The first of these was published in 2007. The researchers reported that individuals with osteoarthritis and metabolic syndrome developed symptoms of osteoarthritis at an earlier age, had greater generalized disease, developed knee joint synovitis and periarthritis, and had more intensive joint pain.
In 2008, the same researchers reported that of 1,350 individuals with osteoarthritis, complete metabolic syndrome occurred in 62.5 percent. Neither group (nearly 20 percent) was found to have some but not all features of metabolic syndrome, for a total of 82.1 percent with complete or partial metabolic syndrome. These researchers also measured a marker of inflammation called C-Reactive Protein (CRP), and found that higher levels of CRP were associated with greater degrees of osteoporosis.
The 2007 and 2008 studies were done by the same group in Russia.
In 2009, two researchers examined data from the 7,714 individuals enrolled in the National health and Nutrition Examination Survey lll (NHANESlll). Of the 975 individuals who had osteoarthritis, 59 percent had metabolic syndrome, while only 23 percent of the individuals without osteoarthritis had metabolic syndrome.
As I’ve observed in practice for years, they reported that the association between metabolic syndrome and osteoarthritis was stronger in younger individuals and diminished with increasing age. In their data, having osteoarthritis at 43 to 44 years of age was associated with a 500 percent increased risk of metabolic syndrome
Last year (2010), in a review article titled, “Osteoarthritis: another component of metabolic syndrome?” the researchers wrote: “There is growing evidence that osteoarthritis is not simply a disease related to aging or mechanical stress of joints but rather a metabolic disorder…”
And this year—yes, I know I’m repeating—Drs. Sherman and Zeoli have found that approximately 75 percent of osteoarthritic individuals are insulin resistant, approximately 5 percent have gone past insulin resistance to early pancreatic islet cell exhaustion (in English, the cells that make insulin are getting worn out) and ultimately type 1 diabetes, and only about 20 percent of individuals with osteoarthritis did not have insulin abnormalities.
Find out if you’re at risk
If you have osteoarthritis and type 2 diabetes in your family, you very, very likely have insulin resistance and are on the road to type 2 diabetes yourself. If you have osteoarthritis and one or more of the other features of metabolic syndrome—central obesity, high blood cholesterol and/or triglycerides, high blood pressure—my advice is the same.

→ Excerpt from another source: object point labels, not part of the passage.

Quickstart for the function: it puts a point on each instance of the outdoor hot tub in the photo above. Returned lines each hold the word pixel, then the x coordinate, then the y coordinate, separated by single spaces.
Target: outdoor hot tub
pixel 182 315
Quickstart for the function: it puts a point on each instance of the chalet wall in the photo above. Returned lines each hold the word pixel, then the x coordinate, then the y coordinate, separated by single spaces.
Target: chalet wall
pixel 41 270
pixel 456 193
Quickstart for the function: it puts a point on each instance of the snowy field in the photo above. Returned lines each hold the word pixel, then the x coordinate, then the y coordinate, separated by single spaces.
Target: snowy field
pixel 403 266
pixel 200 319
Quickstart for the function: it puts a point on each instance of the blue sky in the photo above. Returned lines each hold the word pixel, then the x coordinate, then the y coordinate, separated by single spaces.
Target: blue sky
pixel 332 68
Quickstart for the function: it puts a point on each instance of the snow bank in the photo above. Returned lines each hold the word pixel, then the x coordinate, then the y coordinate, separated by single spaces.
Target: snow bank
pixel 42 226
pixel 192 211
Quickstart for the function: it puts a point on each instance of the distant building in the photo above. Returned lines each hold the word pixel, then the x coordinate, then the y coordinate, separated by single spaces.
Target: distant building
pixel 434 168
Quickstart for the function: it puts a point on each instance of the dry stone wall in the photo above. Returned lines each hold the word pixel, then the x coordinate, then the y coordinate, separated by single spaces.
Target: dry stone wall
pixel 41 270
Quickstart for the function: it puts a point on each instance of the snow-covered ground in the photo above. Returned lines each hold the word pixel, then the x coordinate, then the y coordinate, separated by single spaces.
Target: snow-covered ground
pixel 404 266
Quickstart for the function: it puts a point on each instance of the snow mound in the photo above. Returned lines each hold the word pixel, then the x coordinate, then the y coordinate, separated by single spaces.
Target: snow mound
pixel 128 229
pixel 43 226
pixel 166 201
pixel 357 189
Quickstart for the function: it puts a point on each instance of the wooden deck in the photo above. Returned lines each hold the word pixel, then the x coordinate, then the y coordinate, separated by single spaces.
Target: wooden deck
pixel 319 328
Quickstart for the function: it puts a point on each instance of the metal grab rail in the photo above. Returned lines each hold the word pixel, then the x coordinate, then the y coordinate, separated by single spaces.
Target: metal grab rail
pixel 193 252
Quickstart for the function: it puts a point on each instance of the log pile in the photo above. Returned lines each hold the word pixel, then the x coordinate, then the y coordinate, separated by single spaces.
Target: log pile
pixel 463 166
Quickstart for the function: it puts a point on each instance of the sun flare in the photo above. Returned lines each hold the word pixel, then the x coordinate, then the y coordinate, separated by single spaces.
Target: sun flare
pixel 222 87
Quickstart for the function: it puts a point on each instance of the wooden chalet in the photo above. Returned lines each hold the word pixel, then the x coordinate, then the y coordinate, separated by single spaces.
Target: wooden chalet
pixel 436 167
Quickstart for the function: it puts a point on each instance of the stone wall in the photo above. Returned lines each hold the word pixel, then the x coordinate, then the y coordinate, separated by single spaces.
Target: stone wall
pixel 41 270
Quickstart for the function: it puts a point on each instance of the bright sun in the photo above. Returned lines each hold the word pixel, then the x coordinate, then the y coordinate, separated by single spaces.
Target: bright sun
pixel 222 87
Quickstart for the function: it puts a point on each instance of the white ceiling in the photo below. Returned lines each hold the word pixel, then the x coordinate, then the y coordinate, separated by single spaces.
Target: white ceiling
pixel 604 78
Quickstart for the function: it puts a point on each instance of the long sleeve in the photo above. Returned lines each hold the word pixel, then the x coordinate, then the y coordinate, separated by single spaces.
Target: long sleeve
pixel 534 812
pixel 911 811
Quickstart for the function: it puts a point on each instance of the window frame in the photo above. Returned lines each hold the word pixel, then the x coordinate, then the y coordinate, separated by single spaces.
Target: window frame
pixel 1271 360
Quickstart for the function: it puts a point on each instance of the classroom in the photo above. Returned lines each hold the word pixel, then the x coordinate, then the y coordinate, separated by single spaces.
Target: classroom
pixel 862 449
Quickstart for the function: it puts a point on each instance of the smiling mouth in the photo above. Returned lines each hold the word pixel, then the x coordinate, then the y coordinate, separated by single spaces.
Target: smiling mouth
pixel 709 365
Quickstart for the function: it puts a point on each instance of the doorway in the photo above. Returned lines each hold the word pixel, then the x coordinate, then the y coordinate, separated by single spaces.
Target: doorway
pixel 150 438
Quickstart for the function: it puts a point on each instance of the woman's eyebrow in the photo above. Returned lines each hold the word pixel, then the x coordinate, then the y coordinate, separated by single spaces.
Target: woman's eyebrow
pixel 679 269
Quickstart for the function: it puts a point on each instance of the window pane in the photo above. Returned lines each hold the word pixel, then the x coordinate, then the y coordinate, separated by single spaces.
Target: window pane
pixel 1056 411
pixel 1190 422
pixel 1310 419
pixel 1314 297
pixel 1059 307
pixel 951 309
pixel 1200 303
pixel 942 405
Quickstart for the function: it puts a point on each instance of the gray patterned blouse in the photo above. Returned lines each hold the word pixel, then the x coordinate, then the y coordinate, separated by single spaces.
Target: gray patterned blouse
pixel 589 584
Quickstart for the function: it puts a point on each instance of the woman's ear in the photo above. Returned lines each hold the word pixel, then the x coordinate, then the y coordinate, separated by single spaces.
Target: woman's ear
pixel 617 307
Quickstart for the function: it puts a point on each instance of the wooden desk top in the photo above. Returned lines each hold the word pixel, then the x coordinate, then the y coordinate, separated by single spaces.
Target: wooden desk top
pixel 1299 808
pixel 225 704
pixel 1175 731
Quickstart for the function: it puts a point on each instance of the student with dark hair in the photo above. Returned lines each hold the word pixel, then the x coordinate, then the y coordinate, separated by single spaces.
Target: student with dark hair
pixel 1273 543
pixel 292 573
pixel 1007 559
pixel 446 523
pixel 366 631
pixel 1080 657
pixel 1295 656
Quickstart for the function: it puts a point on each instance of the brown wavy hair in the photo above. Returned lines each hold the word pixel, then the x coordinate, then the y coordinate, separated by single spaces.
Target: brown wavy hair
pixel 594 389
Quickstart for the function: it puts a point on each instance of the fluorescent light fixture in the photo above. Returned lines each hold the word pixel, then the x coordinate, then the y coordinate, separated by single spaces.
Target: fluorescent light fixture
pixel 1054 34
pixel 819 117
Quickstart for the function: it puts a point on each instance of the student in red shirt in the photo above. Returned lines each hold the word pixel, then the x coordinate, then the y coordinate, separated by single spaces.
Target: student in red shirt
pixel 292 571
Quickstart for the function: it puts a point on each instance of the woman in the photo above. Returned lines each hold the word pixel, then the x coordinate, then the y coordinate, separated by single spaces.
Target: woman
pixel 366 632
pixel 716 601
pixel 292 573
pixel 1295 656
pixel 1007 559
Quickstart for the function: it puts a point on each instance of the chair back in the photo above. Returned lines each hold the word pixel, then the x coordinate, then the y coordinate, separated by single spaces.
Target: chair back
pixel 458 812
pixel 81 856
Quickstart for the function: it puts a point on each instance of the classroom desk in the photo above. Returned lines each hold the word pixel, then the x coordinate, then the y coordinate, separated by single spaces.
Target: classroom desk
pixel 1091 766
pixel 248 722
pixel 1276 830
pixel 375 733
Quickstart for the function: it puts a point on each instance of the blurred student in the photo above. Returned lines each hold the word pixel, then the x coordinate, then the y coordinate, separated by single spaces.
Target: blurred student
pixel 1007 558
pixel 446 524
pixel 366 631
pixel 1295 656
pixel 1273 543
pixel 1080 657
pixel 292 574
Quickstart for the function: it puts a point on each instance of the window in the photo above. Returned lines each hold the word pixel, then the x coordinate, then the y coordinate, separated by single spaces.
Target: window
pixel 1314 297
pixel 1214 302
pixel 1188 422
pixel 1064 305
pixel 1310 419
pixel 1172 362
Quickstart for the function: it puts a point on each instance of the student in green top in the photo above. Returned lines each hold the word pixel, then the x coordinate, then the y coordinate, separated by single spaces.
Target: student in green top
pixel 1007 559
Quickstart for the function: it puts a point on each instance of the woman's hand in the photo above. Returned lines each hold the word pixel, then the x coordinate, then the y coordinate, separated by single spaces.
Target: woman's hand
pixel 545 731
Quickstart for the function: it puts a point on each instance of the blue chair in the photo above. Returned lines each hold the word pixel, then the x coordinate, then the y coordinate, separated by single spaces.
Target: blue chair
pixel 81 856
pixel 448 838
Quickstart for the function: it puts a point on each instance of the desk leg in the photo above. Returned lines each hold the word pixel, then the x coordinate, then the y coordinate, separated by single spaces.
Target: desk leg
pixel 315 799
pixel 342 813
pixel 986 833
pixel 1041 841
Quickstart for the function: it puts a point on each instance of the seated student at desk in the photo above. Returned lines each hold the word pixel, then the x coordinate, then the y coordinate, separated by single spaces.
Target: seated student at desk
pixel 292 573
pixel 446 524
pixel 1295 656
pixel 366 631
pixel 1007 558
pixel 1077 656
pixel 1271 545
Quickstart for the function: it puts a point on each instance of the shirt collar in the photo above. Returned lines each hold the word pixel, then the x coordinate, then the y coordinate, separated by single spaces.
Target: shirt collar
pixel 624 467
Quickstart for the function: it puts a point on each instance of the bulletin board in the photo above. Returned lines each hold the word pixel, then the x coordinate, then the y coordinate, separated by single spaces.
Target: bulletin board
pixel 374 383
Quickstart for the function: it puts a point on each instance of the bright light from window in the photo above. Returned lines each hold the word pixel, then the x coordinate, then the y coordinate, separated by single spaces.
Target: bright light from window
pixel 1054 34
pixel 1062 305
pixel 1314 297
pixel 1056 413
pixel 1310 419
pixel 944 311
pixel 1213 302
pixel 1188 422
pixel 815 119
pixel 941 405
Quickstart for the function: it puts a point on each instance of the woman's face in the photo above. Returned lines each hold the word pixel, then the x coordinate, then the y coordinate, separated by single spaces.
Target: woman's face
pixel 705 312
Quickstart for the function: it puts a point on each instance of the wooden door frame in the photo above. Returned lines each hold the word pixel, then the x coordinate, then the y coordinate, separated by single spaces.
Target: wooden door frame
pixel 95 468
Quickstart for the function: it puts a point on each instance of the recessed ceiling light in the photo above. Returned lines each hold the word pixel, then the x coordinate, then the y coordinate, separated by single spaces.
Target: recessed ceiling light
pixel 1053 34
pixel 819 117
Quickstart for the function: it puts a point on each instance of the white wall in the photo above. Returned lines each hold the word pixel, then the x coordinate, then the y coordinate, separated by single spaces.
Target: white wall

Please check with a physician skilled and knowledgeable in natural and nutritional medicine, have yourself checked for insulin resistance, if only to see how bad it is and how strict you should be to reverse it. If you have osteoarthritis and none of the other features of metabolic syndrome and you’re “older” (60 and above), then maybe you’re in the less than 20 percent who do not have metabolic syndrome.
But the younger you are, if you have osteoarthritis, you’re likely to have metabolic syndrome, too. Get yourself checked, please!